Dr. Criscuolo pointed out the dilemma inherent in designing both politically acceptable and socially effective policies; politicians may seek to create efficient policies that satisfy everyone while policy implementation inevitably creates winners and losers, and this conflict results in policy exceptions that make policies ineffective. She also stated that it is important to embed downscaling and exit strategies into policy evaluation cycles because the tendency of politicians illustrated above makes it difficult to abandon existing policies, ending up with a myriad of similar policies.

Answering a question from Professor Akcigit on whether governments have adequate human resources and dynamism to fully comprehend and formulate appropriate policies in response to the impact of digital economy on employment and competition, Dr. Corrado enumerated two points.

  1. 1)The lack of a proper framework for digital business cause misunderstanding of cost and rent structure of digital economies, leading to misguided discussions.
  2. 2)The rise of proprietary data is hindering competition.
    She stated that policies to promote data sharing among companies may help address these issues, citing practice of credit scoring companies as an example, and that we should understand how data is being used in each industry to address the problem of entry barriers.

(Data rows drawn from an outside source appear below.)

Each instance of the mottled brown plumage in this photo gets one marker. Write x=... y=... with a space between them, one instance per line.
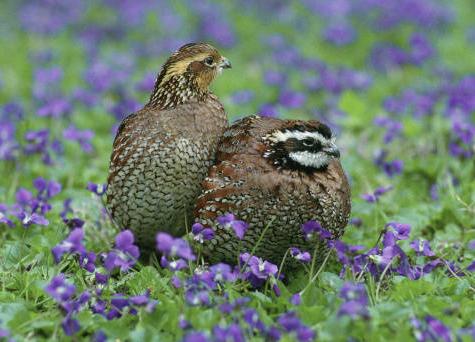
x=162 y=152
x=281 y=173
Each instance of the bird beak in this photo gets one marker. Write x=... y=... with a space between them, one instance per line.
x=225 y=63
x=332 y=150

Mr. Hirai presented several reflections from his work on the New Direction of Economic and Industrial Policies; (i) the importance of international cooperation, as the free flow of data, goods, and services is becoming increasingly difficult amid the changing geopolitical situation, and (ii) need for talented human resources and functional institutions in keeping up with rapid technological change.

Professor Hamaguchi pointed to two types of abilities that are essential for government agencies in charge of industrial policy; (i) the ability to incorporate social issues (e.g. employment, equality) into specific policy programs, and (ii) communication capability. He also noted the value of technology and knowledge transfers through international cooperation.

Finally, Professor Akcigit reiterated that a myriad of similar policies distorts policy outcomes, and that there is a lack of proper evaluation of the effectiveness of subsidies and other programs. Dr. Ghezzi commented that the lack of coordination between key stakeholders rather than failing to provide the right subsidy is the real and deep-rooted problem. Following this, Dr. Criscuolo emphasized that an ecosystem in which universities, producers, customers, and competitors play their respective roles and interact with each other is key to the new industrial policy.

5. Closing Remark

  • Dr. YANO Makoto (Chairman, RIETI, Japan)

Chairman Yano wrapped up the conference by emphasizing that the new industrial policy is indispensable to tackle major issues we are facing today, and thanking the participants for their valuable insights and discussions which will serve as the basis for future work on industrial policy.